Can LLMs Perceive Time? An Empirical Investigation
Summary: arXiv:2604.00010v1 Announce Type: cross
Abstract
Large language models (LLMs) have proven to be adept at a variety of language-related tasks; however, a critical limitation has been identified regarding their ability to perceive time. In this article, we delve into this limitation through a comprehensive empirical investigation involving four experiments conducted across 68 tasks and four distinct model families. Our findings indicate that these models consistently overshoot their pre-task estimates by a factor of 4 to 7 times (p < 0.001), often predicting durations in human-scale minutes for tasks that complete in mere seconds. Moreover, the relative ordering of task durations demonstrates similar inaccuracies, particularly in task pairs designed to expose the models' reliance on heuristics. For instance, GPT-5 scored only 18% on counter-intuitive pairs (p = 0.033), indicating a systematic failure when confronted with misleading complexity labels. Additionally, post-hoc recall of task durations is disconnected from reality, revealing a divergence from actual time estimates by an order of magnitude in either direction. This study highlights the persistent nature of these failures even in multi-step agentic settings, where errors can range from 5 to 10 times. While the models possess propositional knowledge about duration obtained from their training data, they lack experiential grounding in their own inference time. This shortcoming presents practical implications for applications involving agent scheduling, planning, and time-critical scenarios.
Introduction
The ability of AI systems, particularly large language models, to understand and estimate time remains a topic of significant interest and concern. As these models are increasingly integrated into various applications, from automated customer service to sophisticated planning systems, their inability to accurately perceive time could lead to inefficiencies and errors. This article aims to explore the depth of this limitation through a series of empirical experiments.
Methodology
To assess the temporal perception of LLMs, we designed four experiments involving 68 tasks across four different model families. Each experiment was structured to evaluate both pre-task estimates and post-task recalls, allowing us to measure the discrepancies between predicted and actual durations.
Key Findings
- Pre-task Estimates: The models consistently overestimated the duration of tasks by 4 to 7 times.

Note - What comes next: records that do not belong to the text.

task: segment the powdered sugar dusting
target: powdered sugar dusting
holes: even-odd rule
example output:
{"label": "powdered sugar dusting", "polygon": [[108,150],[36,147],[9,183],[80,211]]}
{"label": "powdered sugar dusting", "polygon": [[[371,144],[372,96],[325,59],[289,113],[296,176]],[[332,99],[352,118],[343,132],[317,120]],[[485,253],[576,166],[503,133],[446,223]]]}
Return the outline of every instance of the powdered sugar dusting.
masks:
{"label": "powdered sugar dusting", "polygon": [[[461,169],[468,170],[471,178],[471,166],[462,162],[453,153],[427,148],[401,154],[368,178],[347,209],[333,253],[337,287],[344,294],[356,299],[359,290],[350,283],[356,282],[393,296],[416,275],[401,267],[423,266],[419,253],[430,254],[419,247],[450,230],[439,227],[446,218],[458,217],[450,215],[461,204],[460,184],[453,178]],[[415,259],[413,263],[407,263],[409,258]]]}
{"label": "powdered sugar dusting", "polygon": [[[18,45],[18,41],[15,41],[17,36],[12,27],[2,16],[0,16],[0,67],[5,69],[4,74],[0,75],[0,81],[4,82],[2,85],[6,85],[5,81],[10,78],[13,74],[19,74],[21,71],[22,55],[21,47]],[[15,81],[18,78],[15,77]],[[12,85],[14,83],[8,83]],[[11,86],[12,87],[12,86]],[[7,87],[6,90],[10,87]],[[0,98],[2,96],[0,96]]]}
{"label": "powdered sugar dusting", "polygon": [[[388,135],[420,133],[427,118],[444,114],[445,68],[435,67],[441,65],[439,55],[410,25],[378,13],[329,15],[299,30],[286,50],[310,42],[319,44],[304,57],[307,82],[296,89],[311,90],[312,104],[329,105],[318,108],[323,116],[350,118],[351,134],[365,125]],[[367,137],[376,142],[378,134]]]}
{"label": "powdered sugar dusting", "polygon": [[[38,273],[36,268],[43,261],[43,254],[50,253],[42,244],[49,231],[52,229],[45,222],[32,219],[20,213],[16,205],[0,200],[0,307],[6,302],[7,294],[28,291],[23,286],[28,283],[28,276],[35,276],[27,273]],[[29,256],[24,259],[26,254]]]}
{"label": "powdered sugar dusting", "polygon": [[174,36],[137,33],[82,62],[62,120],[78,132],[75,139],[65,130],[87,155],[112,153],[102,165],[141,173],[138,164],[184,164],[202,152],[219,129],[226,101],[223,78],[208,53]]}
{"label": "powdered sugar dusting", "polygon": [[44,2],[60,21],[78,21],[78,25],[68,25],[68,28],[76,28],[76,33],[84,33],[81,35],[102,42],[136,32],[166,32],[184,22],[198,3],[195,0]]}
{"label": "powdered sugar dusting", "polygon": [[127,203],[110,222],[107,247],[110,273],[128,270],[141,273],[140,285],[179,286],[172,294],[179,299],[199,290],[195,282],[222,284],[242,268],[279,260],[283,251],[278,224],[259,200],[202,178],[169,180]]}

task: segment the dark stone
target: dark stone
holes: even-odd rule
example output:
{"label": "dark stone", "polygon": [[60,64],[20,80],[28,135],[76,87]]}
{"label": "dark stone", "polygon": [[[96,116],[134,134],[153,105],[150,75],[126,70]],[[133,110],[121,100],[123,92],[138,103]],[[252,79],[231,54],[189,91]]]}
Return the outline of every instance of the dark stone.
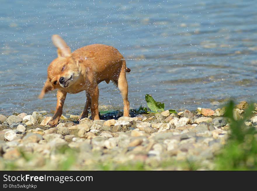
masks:
{"label": "dark stone", "polygon": [[225,126],[227,123],[227,118],[224,117],[214,118],[212,122],[213,126],[217,127]]}

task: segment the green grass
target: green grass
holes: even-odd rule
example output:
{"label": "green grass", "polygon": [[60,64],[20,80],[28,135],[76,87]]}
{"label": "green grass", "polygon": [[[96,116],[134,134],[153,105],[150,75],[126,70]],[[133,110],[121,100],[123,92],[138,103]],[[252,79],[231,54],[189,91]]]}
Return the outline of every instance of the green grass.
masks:
{"label": "green grass", "polygon": [[253,104],[249,105],[242,119],[233,116],[235,104],[230,101],[226,107],[225,116],[230,122],[231,132],[227,143],[215,160],[218,170],[257,170],[257,135],[255,128],[245,125],[244,121],[252,114]]}

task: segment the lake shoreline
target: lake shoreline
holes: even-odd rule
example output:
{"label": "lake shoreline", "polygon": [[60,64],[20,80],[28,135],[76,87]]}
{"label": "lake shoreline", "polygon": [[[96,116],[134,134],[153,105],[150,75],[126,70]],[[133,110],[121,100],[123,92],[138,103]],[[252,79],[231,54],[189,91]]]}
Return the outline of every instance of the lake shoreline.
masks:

- Relative Ordering: In task pairs designed to challenge heuristic reliance, GPT-5 scored at or below chance levels, indicating a significant lack of accuracy.
- Post-hoc Recall: Models demonstrated a considerable divergence in their recall of task durations, often misestimating by an order of magnitude.
- Multi-step Settings: Errors persisted in multi-step tasks, with models displaying inaccuracies of 5 to 10 times the actual duration.
Implications
The findings of this investigation underscore the importance of developing LLMs that not only possess propositional knowledge but also a grounding in experiential understanding. As applications of AI become more complex and time-sensitive, addressing these limitations is crucial for enhancing the reliability and efficiency of AI systems in tasks involving scheduling and planning.
Conclusion
The empirical investigation into LLMs’ perception of time reveals a critical gap that must be addressed. As we continue to integrate these models into real-world applications, understanding and improving their temporal awareness will be essential for ensuring optimal performance and reliability.